Lorsque la guerre civile s'est terminée, on m'a confié diverses tâches au sein
du parti en Ukraine. J'étais encore jeune, mais je travaillais dur et me
consacrais corps et âme au Parti. Quelle époque ! Je travaillais pour le parti
et j'étudiais à l'université. Lorsque j'ai terminé mes études, on m'a confié
des postes encore plus élevés... J'ai travaillé pendant quelques années au
secrétariat du Parti en Ukraine. J'ai fini par en devenir le secrétaire
général. De ce poste, j'ai été transféré à un poste encore plus élevé. J'ai été
convoqué à Moscou et intégré à la rédaction de la Pravda. Je suis devenu
rédacteur en chef adjoint du journal du parti.

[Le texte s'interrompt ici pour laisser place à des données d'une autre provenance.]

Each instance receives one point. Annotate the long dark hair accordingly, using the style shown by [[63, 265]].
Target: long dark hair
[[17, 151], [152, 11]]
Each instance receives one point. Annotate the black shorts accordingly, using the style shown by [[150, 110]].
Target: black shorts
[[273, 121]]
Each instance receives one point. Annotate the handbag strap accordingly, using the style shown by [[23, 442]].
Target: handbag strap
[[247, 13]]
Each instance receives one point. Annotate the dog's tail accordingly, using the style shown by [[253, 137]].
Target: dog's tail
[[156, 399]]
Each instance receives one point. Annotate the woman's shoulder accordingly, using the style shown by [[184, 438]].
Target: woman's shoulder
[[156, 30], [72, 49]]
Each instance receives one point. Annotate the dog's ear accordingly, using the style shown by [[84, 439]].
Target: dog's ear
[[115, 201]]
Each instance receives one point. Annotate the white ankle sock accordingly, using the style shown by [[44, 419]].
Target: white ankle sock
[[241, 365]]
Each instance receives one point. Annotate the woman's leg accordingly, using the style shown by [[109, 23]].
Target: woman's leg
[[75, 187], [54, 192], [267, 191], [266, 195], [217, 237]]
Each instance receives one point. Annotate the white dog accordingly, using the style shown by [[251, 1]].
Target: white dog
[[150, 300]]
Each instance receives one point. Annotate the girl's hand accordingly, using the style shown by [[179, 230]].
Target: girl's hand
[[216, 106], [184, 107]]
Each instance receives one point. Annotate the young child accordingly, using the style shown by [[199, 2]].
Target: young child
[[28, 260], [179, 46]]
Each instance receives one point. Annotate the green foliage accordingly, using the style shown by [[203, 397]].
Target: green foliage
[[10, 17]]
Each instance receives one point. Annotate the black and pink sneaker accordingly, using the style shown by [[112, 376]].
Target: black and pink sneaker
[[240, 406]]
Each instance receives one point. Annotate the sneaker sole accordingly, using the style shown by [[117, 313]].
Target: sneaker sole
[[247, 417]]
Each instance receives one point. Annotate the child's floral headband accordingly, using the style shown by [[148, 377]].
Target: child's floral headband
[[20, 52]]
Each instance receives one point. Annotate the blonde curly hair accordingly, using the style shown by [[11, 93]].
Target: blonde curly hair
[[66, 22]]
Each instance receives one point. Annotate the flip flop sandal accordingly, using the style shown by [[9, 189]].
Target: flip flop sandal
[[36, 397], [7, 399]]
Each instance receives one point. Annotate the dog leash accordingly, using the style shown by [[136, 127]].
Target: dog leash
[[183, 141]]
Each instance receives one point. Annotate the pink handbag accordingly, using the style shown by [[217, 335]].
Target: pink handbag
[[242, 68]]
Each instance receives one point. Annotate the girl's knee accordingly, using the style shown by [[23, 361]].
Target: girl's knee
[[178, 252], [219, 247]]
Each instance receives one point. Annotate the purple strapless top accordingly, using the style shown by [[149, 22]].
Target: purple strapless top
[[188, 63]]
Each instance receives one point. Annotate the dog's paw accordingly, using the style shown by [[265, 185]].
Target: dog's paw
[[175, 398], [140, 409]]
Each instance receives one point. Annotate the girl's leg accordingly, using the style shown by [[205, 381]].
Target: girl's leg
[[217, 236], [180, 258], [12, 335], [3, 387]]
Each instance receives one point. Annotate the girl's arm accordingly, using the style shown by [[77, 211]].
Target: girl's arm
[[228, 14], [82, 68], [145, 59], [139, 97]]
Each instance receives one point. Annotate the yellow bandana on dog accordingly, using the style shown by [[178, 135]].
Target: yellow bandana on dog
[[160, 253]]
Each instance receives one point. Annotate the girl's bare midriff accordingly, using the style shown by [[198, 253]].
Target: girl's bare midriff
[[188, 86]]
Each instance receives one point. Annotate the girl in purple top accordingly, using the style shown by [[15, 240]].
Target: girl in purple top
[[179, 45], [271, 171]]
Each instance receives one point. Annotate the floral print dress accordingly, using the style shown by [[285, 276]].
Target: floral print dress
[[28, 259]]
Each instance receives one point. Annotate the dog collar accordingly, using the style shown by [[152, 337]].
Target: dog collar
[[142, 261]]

Mikhaïl Davydovitch Garine et sa femme Alexandra
Zakharovna Vasilyeva (1902-1938) vers 1921, date de leur mariage. Elle a laissé
des mémoires en deux tomes, Punis sans
culpabilité et Et les tulipes
poussent sur les pierres
« En 1937, l'année où ils
sont devenus fous, ma femme a été arrêtée. Je ne t’ai pas parlé de ma femme.
Nous nous sommes rencontrés alors que nous étions tous deux étudiants. Ma femme
était aussi membre du parti, et un membre très actif. Ma femme n'est pas juive,
mais quelle différence cela fait-il ? Notre vie de famille était merveilleuse.
Nous avons eu un fils et une fille. Ma femme m'aidait dans mon travail, et je
l'aidais. Son principal intérêt était la science. Dans son travail
scientifique, elle allait de succès en succès. Elle est devenue maître de
conférences à l'université, puis à l'Institut Krasni Professori [Institut du
professorat rouge]... Et tout à coup, en 1937, elle a été arrêtée...
l'interrogateur l'avait accusée de trotskisme et avait exigé des aveux. Elle
n'a pas avoué. Elle n'avait jamais été trotskyste ».